A time 0 pressure of 10^9 indicates a bad initial

conformation or other bad initial condittions,

Which will lead to bad dyanmics.

Steve

Hi Steve

In some simulations, I observed Step = 0 ==> Pressure = -3.12E +13… But didn’t see any nan value, and everything looks fine. Is your comment valid generally for each simulation, or only when nan values appear?
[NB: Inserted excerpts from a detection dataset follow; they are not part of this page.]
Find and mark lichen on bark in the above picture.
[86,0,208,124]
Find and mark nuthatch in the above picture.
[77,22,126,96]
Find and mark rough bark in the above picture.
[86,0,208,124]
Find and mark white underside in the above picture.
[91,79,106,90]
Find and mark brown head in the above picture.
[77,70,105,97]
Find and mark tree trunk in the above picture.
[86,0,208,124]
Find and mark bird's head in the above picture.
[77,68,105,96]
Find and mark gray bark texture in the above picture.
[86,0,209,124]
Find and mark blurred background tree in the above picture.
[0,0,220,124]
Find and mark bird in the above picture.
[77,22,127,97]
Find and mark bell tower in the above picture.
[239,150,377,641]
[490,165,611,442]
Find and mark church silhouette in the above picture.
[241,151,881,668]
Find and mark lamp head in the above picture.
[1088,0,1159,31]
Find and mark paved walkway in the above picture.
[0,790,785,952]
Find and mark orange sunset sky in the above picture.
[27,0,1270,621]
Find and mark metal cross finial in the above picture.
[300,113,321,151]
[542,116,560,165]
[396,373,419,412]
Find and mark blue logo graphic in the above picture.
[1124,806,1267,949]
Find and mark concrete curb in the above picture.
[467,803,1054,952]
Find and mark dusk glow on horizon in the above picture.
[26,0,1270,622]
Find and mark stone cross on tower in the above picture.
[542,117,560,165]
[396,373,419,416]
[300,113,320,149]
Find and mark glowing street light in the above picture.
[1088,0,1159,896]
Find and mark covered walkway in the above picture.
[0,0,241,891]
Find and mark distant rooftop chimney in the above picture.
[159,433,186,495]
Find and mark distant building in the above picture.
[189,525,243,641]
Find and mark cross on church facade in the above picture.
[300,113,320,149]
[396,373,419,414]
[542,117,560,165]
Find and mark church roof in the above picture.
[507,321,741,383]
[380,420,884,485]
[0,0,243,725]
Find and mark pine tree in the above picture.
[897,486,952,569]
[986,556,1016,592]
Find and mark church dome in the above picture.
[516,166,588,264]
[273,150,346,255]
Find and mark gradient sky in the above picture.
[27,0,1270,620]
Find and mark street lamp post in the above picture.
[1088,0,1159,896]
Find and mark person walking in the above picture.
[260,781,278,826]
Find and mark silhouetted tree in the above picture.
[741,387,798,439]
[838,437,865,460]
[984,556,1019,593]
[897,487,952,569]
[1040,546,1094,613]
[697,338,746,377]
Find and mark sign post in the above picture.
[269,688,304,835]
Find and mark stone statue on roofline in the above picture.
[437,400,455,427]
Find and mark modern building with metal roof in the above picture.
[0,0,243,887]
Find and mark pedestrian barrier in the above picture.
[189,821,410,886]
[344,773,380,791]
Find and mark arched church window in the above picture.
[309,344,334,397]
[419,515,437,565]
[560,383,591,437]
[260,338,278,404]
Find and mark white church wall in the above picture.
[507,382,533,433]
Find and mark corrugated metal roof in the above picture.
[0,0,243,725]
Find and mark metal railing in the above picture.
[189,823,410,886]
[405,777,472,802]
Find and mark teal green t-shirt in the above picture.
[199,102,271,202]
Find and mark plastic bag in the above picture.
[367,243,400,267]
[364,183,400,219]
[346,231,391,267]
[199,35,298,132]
Step Temp Press Volume Density TotEng KinEng PotEng
0 417.53149 -3.12E+13 526800.62 0.99999975 -98842.994 42780.019 -141623.01
500 258.53391 -653.39994 526800.62 0.99999975 -101528.5 26489.225 -128017.72
1000 259.30452 -650.91053 526800.62 0.99999975 -101448.88 26568.181 -128017.06
1500 260.05178 -648.30889 526800.62 0.99999975 -101371.21 26644.746 -128015.95
2000 260.77627 -645.76178 526800.62 0.99999975 -101295.56 26718.976 -128014.53


Thanks

Huge pressure means huge forces, typically

from atoms too close together. If the system

can time integrate out of it, the force and pressure

will drop. If it can’t the system may blow up.

Steve

Hi,

with regards to my previous post. I’ve attached the input and the lammps script.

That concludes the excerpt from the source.